Panelde sunum yapan Avukat Veysi Atay, "Anadilde ve insan haklarında, kimlikte tartışma yapıyorsak bu bizim bir yol kat ettiğimiz anlamına geliyor. Bizler kendi haklarımızı bilmemiz gerekiyor. Bizler biz çok haklarımızdan mahrum kaldık. Bunlardan biri de anadilimizden mahrum kalmamızdır. Birçok bildirge de bile hala Kürtçe çeviri yok. Devletin her dili ve hakkı bilmesi tanıması gerekiyor. Yerli haklar bildirgesinde, eğitimin, anadilde eğitim kolektif bir hak olarak tanınıyor. Avrupa Konseyi ulusal azınlıkları koruma bildirgesi ise kültür ve birçok alanda ana dil zorunludur. Diller önündeki bu yasaklar engellenemedi. Demokratik bir toplumda bu haklar tanınmıyor, bu hakların tanınması gerekiyor" diye konuştu.

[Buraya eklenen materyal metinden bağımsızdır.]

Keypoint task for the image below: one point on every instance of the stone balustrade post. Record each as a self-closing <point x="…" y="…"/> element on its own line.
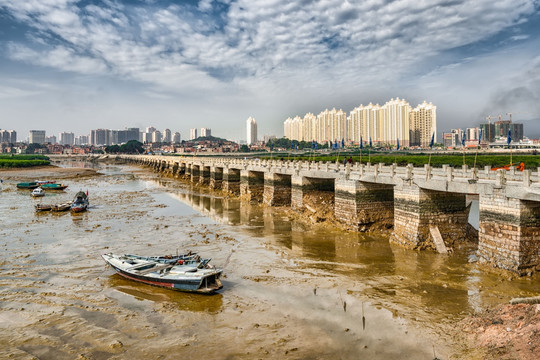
<point x="527" y="178"/>
<point x="500" y="180"/>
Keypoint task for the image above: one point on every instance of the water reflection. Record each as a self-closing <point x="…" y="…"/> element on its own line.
<point x="446" y="285"/>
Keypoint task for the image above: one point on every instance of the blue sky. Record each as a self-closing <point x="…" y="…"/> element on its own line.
<point x="69" y="65"/>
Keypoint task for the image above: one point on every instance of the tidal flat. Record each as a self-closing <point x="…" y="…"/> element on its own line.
<point x="292" y="289"/>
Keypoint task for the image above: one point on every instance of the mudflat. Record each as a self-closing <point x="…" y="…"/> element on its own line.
<point x="292" y="289"/>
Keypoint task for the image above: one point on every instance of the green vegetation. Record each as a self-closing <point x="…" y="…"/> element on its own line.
<point x="418" y="160"/>
<point x="131" y="147"/>
<point x="15" y="161"/>
<point x="285" y="143"/>
<point x="208" y="138"/>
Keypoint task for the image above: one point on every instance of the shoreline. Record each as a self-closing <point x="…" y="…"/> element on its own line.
<point x="469" y="336"/>
<point x="46" y="171"/>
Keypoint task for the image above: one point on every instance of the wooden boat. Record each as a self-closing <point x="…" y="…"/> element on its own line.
<point x="54" y="186"/>
<point x="61" y="207"/>
<point x="28" y="185"/>
<point x="192" y="275"/>
<point x="43" y="182"/>
<point x="43" y="207"/>
<point x="80" y="202"/>
<point x="37" y="192"/>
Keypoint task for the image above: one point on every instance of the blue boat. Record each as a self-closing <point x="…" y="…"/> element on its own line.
<point x="80" y="202"/>
<point x="191" y="274"/>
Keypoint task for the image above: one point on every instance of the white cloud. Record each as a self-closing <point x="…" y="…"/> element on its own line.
<point x="269" y="49"/>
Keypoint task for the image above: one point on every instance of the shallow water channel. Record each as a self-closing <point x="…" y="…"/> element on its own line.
<point x="291" y="289"/>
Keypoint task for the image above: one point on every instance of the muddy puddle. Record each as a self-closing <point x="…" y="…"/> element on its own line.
<point x="291" y="289"/>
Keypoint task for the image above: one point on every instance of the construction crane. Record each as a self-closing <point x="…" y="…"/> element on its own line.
<point x="488" y="118"/>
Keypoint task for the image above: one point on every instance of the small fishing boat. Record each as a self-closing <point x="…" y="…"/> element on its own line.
<point x="191" y="274"/>
<point x="43" y="182"/>
<point x="38" y="192"/>
<point x="80" y="202"/>
<point x="61" y="207"/>
<point x="54" y="186"/>
<point x="27" y="185"/>
<point x="43" y="207"/>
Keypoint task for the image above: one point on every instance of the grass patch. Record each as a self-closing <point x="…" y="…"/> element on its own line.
<point x="418" y="160"/>
<point x="18" y="161"/>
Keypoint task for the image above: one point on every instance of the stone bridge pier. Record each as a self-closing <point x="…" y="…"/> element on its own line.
<point x="277" y="189"/>
<point x="306" y="190"/>
<point x="252" y="185"/>
<point x="509" y="232"/>
<point x="216" y="177"/>
<point x="415" y="209"/>
<point x="364" y="205"/>
<point x="195" y="173"/>
<point x="181" y="170"/>
<point x="231" y="180"/>
<point x="204" y="175"/>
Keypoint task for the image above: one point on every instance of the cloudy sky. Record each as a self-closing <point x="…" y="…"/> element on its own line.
<point x="77" y="65"/>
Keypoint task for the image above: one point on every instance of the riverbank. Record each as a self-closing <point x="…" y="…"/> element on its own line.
<point x="506" y="331"/>
<point x="46" y="172"/>
<point x="291" y="290"/>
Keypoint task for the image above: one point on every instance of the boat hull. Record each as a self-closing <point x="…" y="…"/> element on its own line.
<point x="53" y="187"/>
<point x="27" y="185"/>
<point x="207" y="284"/>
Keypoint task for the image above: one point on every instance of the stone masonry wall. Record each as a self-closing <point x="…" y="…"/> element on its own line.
<point x="252" y="185"/>
<point x="277" y="189"/>
<point x="509" y="233"/>
<point x="364" y="205"/>
<point x="231" y="181"/>
<point x="416" y="209"/>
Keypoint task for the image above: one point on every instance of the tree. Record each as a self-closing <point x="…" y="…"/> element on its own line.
<point x="132" y="147"/>
<point x="113" y="149"/>
<point x="244" y="148"/>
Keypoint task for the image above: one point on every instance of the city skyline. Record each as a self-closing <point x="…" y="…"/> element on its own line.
<point x="77" y="66"/>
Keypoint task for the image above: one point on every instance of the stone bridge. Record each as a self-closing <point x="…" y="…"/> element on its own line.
<point x="411" y="200"/>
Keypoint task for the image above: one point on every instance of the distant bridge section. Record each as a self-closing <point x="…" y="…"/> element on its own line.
<point x="409" y="199"/>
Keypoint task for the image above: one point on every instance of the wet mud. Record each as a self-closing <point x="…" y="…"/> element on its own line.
<point x="292" y="288"/>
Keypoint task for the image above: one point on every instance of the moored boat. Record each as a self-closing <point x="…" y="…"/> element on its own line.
<point x="43" y="182"/>
<point x="54" y="186"/>
<point x="192" y="274"/>
<point x="38" y="192"/>
<point x="61" y="207"/>
<point x="43" y="207"/>
<point x="80" y="202"/>
<point x="27" y="185"/>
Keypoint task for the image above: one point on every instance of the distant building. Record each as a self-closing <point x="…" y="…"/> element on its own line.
<point x="167" y="137"/>
<point x="81" y="140"/>
<point x="8" y="136"/>
<point x="251" y="131"/>
<point x="423" y="123"/>
<point x="99" y="137"/>
<point x="206" y="132"/>
<point x="267" y="138"/>
<point x="36" y="137"/>
<point x="498" y="131"/>
<point x="156" y="136"/>
<point x="147" y="138"/>
<point x="128" y="134"/>
<point x="66" y="138"/>
<point x="471" y="134"/>
<point x="453" y="138"/>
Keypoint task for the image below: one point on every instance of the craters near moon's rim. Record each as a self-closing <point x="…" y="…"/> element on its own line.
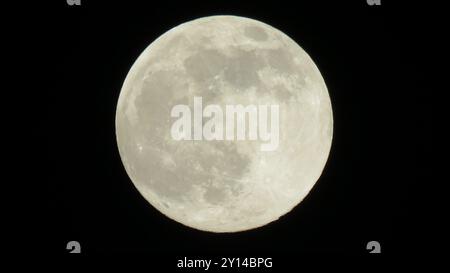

'DİL, İNSAN HAKLARININ TEMELİ OLARAK ANILIYOR'
Anadilde eğitiminden bahsederken hayalden değil, demokratik bir toplumdan bahsedilmesi gerektiğine dikkat çeken Atay, "Her alanda demokratik bir umut yaratılmalıdır. Dil, insan haklarının temeli olarak anılıyor. Bir insan dilinden uzak kalmışsa kimliğinden de uzak kalıyor. Anadilde hakkından bahsettiğimizden, bu hak kolektif ve toplum hakkı olarak ele alınmalıdır. Anadilde eğitimden bahsettiğimizde devlet ona göre bir yasa geliştirmelidir. Devlet bunları yapmayınca anadildeki hakları yerine getirmiyor. Kanun mekanizmaları yerine gelmeli ki anadil hakkı uygulansın. Demokratik toplumlarda herkes birlikte bu hakları uygulayıp yerine getiriyorlar. Dilimizi tanımamız için anadilde eğitim almamız gerek" ifadelerini kullandı.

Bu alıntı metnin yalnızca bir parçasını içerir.